How to Improve Your Burn Multiple


For New Consultants:

  • Focus on networking over paid advertising

  • Track which activities generate clients

  • Identify your ICP (Ideal Customer Profile)

  • Build case studies and testimonials quickly

  • Price for value, not just to win business


For Established Consultants:

  • Systematize referral generation

  • Invest in thought leadership

  • Raise prices regularly

  • Focus on client retention


For E-commerce:

  • Test small before scaling inventory

  • Focus on profitable products first

  • Optimize conversion before increasing traffic

  • Track customer acquisition cost by channel


The Long-Term View


Growth efficiency improves over time if you're building the right foundation:

Year 1: High burn multiple (learning and building)

Year 2-3: Improving efficiency (systems and reputation)

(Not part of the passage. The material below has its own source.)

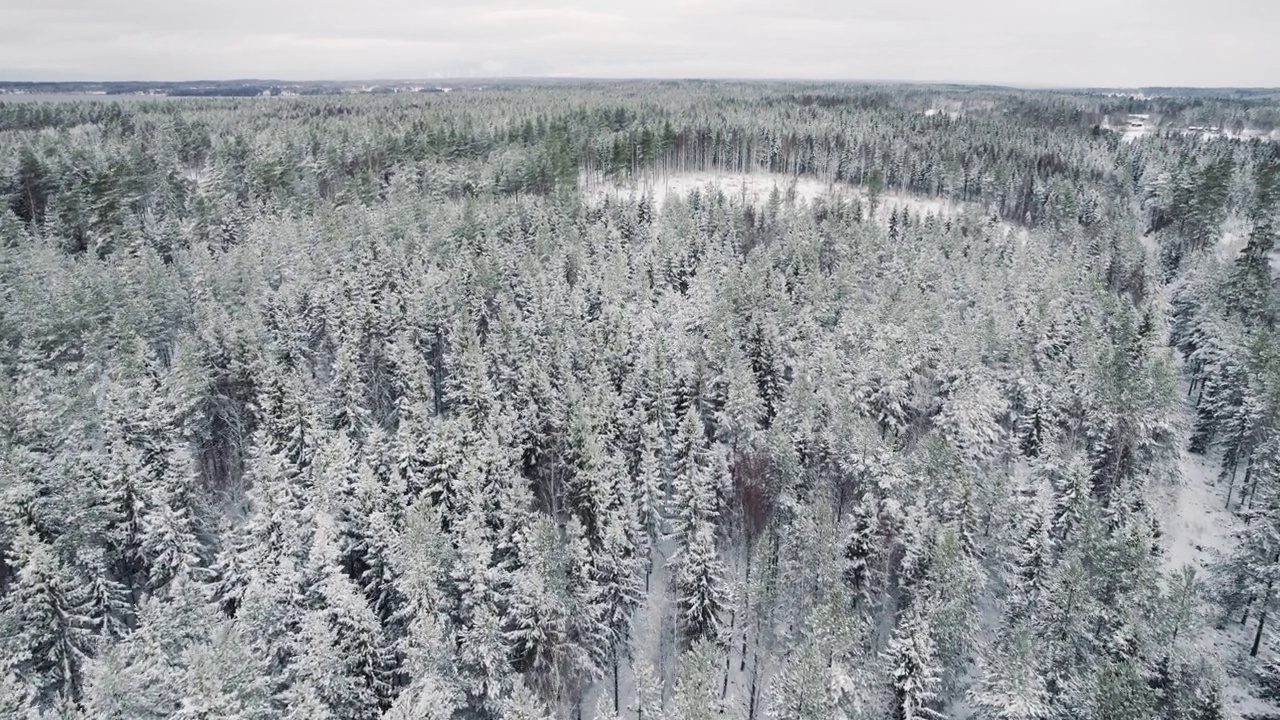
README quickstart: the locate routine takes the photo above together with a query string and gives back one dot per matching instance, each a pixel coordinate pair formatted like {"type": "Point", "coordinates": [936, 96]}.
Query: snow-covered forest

Year 4+: Low burn multiple (leverage and referrals)


The key is ensuring your burn multiple is trending downward, not upward.


What This Means for You


  • If your burn multiple is under 1.0: You're efficiently converting investment to growth. Scale up.

  • If your burn multiple is 1.0-1.5: Decent efficiency, but look for optimization opportunities.

  • If your burn multiple is above 1.5: Growth is getting expensive. Focus on efficiency before scaling.


The best entrepreneurs track burn multiple monthly. It's the difference between profitable growth and expensive hope.